The United States and the European Union have reached an agreement on the import duties that have been introduced back and forth since 2018. US Secretary of Commerce Gina Raimondo announced this during the G20 summit in Rome.
The deal will allow certain European steel and aluminum products to be imported back into the US free of duties. Conversely, according to Raimondo, the tariffs that the EU had imposed on American products such as jeans from Levi’s, motorcycles from Harley Davidson and whiskey from Kentucky.
The deal comes a month before an important deadline: the EU planned to increase tariffs on US products on December 1.
Resolving the trade conflict can, according to Raimondo, ensure that the economies of the US and the EU can better protect themselves against global overproduction, especially by China.
End of a trade war
The EU’s tariffs on US products were introduced in response to measures taken by then-President Donald Trump. It decided in 2018 to introduce a tax of 25 percent on steel and 10 percent on aluminum from almost all countries in the world.
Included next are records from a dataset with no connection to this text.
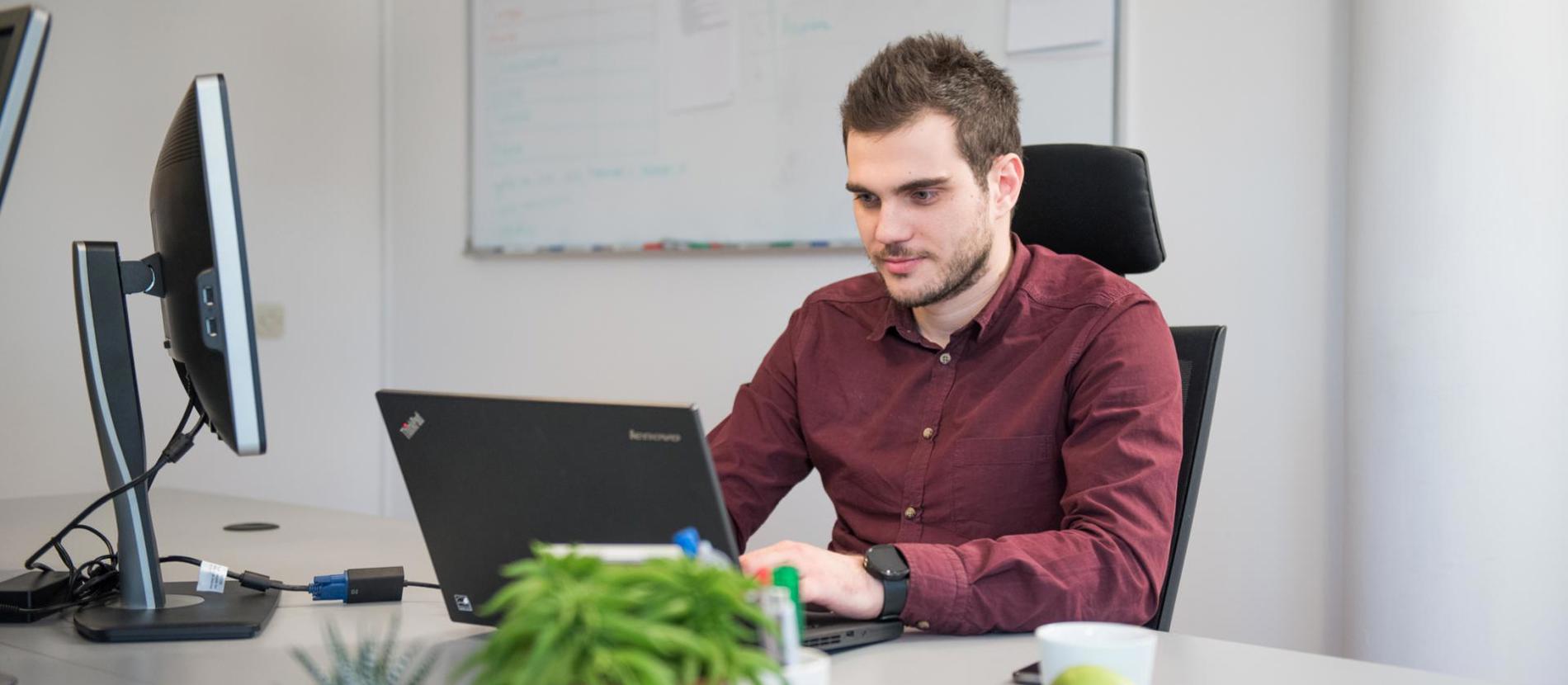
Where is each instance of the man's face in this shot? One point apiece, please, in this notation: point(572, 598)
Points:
point(921, 214)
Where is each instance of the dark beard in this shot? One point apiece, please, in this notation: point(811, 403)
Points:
point(961, 275)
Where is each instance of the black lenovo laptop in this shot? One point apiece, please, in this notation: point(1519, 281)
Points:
point(489, 475)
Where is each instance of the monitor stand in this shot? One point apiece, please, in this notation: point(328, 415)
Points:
point(148, 608)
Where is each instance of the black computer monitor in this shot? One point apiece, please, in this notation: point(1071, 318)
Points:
point(200, 270)
point(22, 36)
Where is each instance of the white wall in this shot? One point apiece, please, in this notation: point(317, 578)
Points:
point(1457, 329)
point(305, 97)
point(1239, 106)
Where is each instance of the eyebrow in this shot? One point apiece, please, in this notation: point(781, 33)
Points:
point(907, 187)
The Trump administration said it wanted to protect national security.
But with the import duties, Trump also unleashed a trade war with the EU. The then President of the European Commission, Jean-Claude Juncker, called the charges “unjustified and unacceptable”.
At the beginning of 2020, Sigrid Kaag, then Minister of Foreign Trade, already negotiated with the US about lifting part of the import tariffs. There was then an agreement reached on the import of laminated steel, which meant that some of Tata Steel’s steel production could again be sent to the US free of duties.